Volkswagen AG is in the middle of implementing a comprehensive electric vehicle strategy, one that we've been documenting for a long time. The Group stands ready to offer dozens of plug-in vehicles in the coming years if it feels there is sufficient demand and believes that selling a million EVs in Germany by 2020 is reasonable. That would be a solid number, but remember that VW sold over 5,923,000 passenger cars around the world last year, and the group as a whole sold over 9.7 million.
At the company's annual Media Conference and Investor Conference in Berlin recently, the chairman of the board of VW AG - surrounded by some decidedly non-green examples of the VW Group's vehicles (some absurd new Bugatti, for example) - took some time to put the company's EV plans into focus. The upshot is that Dr. Martin Winterkorn is still guiding his electromobility ship into new waters, saying that "many more [plug-in] models will follow."

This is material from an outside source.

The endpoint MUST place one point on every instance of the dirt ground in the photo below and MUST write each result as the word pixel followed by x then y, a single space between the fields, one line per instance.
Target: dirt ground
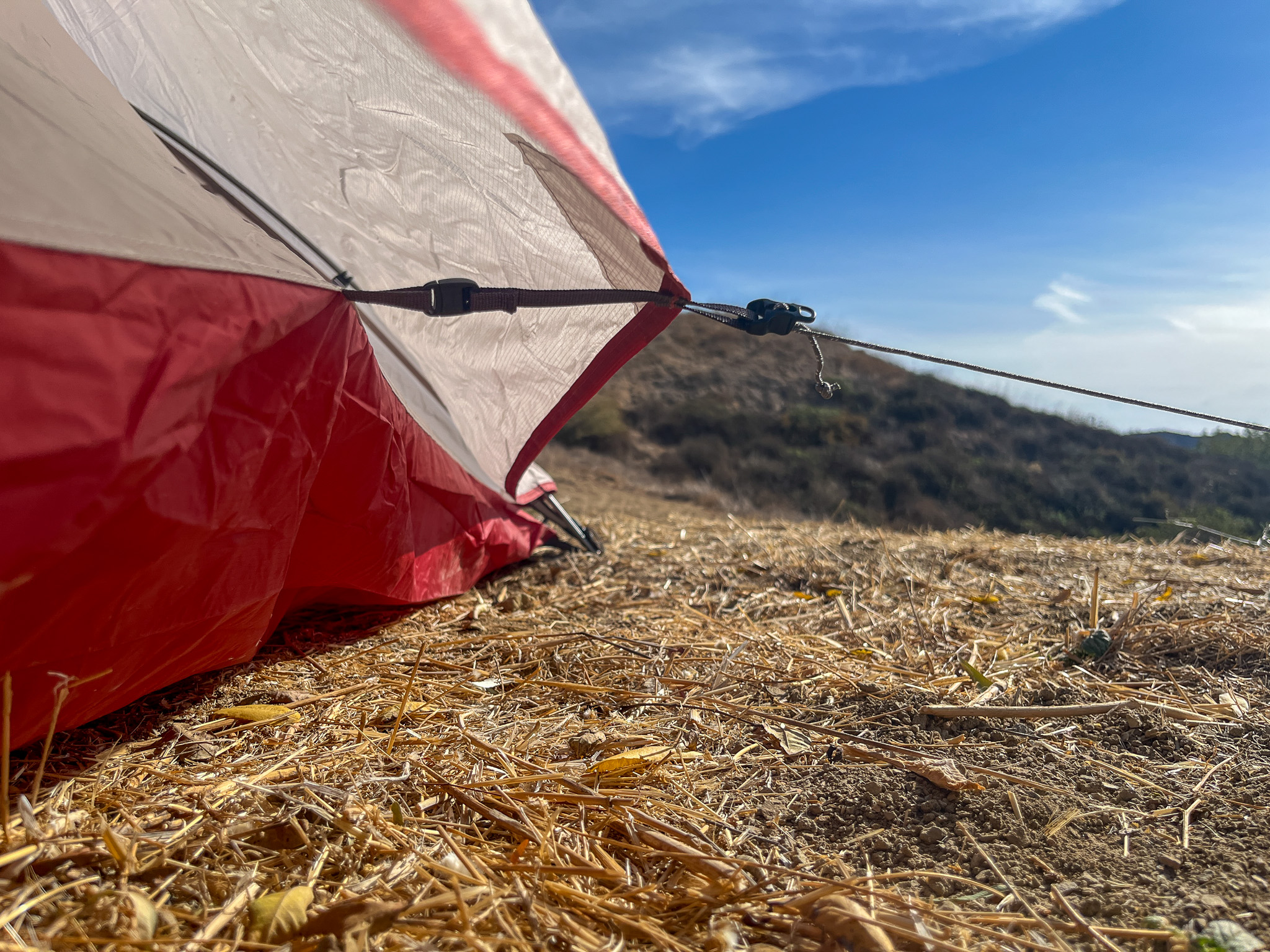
pixel 675 744
pixel 1093 767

Winterkorn said there are three main reasons he is confident in the ability of VW (and Audi and Porsche, at the very least) to push EV sales upward. Batteries are getting better, he said, and if the ranges can be extended, then customers are happy. But the real secret lies in reducing component costs. He said (as translated):
With the e-Golf and the e-Up off to excellent sales starts, we're willing to be confident as well.
It is important to look at the cost of the components: the battery technology, the electric motor and the electric components. Whenever you go into volume production, you of course have economies of scale. In two to three years' time, if we are able to achieve the goals we are setting for ourselves with cost and reach sufficient volume, I do believe that we can achieve two to three percent [market share] within VW Group. So, hitting a million EVs by 2020 is reachable.